= Siegfried Reginald Wolf =

Siegfried Reginald Wolf (19 December 1867—5 January 1951) was an Austrian chess master who competed in top European tournaments from the 1890s to the early 1930s.

A native of Prague (until 1918, the capital of the Austro-Hungarian province of Bohemia), Siegfried Reginald Wolf played all of his tournaments in Vienna. He took 8th (Jacques Schwarz won) in 1893; took 10th (Georg Marco won) in 1897; took 2nd, behind Julius Perlis, in 1901; took 6th (Carl Schlechter in 1912; tied for 9-10th (Savielly Tartakower won) in 1923; took 4th (Albert Becker won) in 1924; shared 1st (with Becker) in the 1925 Austrian Championship; took 6th (Rudolf Spielmann won) in 1926; tied for 7-8th (Karl Gilg and Heinrich Wagner won) in 1926; tied for 5-7th (Ernst Grünfeld won) in 1927; took 4th (Hans Müller and Becker won) in 1927; tied for 13-14th (Richard Réti won) in 1928, and tied for 12-13th (Hans Kmoch and Spielmann won) in 1929.

Wolf represented Austria in the following Chess Olympiads:
- In 1927 at fourth board in the 1st Chess Olympiad in London (+2 –2 =7);
- In 1928 at fourth board in the 2nd Chess Olympiad in The Hague (+3 –3 =6);
- In 1930 at first reserve board in the 3rd Chess Olympiad in Hamburg (+4 –2 =3).

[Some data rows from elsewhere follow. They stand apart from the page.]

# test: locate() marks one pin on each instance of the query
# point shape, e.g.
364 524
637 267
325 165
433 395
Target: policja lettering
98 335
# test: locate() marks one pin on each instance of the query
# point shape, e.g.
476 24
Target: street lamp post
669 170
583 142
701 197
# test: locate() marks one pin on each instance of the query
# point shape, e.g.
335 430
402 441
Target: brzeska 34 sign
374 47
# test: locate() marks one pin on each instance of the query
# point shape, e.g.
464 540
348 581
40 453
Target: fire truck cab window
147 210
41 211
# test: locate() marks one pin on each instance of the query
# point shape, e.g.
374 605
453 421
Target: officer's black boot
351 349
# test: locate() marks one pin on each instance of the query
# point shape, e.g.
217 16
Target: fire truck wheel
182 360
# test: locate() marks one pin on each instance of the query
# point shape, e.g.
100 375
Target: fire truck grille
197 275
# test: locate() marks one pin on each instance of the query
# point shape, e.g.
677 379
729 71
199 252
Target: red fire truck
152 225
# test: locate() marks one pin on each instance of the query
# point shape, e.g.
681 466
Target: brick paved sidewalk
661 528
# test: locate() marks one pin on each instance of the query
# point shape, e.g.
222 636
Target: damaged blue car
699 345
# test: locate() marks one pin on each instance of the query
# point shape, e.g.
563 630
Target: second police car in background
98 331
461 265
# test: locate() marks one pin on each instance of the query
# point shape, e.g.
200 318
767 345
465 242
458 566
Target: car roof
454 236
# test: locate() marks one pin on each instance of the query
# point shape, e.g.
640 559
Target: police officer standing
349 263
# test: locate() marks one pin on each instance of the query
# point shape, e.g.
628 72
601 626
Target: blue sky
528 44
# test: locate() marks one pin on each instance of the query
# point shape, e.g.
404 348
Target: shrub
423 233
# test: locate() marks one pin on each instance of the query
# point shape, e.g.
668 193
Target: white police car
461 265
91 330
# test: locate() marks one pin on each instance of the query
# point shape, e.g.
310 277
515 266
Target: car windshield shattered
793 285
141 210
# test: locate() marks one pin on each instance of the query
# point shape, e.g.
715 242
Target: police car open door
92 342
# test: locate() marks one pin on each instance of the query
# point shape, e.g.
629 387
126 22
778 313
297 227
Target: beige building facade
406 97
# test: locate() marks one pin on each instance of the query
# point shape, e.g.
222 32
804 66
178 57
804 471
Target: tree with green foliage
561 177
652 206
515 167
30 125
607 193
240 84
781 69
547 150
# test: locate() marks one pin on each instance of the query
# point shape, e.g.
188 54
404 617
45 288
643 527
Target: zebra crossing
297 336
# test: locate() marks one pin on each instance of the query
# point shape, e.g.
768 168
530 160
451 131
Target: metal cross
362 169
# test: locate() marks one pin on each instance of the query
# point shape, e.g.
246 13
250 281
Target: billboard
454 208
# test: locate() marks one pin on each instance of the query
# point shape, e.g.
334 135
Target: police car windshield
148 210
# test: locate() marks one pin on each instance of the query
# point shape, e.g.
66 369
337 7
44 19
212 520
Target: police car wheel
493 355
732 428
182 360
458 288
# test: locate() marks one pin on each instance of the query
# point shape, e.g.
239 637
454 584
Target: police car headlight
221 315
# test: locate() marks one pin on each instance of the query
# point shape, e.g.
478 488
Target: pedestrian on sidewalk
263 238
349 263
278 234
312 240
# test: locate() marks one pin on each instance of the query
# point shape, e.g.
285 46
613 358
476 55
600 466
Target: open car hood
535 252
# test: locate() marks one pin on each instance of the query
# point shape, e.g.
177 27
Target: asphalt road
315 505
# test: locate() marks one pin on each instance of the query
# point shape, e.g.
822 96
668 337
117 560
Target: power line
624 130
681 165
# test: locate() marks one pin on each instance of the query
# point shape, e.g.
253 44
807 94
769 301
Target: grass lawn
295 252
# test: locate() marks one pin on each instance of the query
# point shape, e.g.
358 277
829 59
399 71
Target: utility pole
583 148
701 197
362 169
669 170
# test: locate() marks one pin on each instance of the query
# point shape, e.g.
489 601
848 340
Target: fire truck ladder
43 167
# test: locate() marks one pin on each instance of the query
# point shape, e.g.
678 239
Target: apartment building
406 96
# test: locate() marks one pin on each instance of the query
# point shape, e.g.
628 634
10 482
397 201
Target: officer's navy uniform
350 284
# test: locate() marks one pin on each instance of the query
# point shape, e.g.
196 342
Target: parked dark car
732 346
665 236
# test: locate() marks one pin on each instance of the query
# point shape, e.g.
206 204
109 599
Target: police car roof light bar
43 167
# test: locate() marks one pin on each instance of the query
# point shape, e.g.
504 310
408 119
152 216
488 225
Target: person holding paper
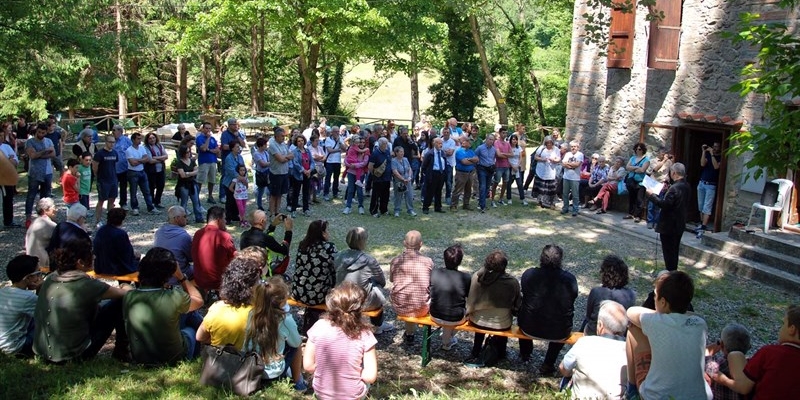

Siegfried Reginald Wolf's career as a chess master ended at the start of the 1930s when he was in his mid-sixties. Following Hitler's 1933 rise to power in Germany and the subsequent annexation of Austria in 1938, he was able to immigrate to the British mandate of Palestine (which became Israel in 1948) and died in the port city of Haifa two weeks after his 83rd birthday.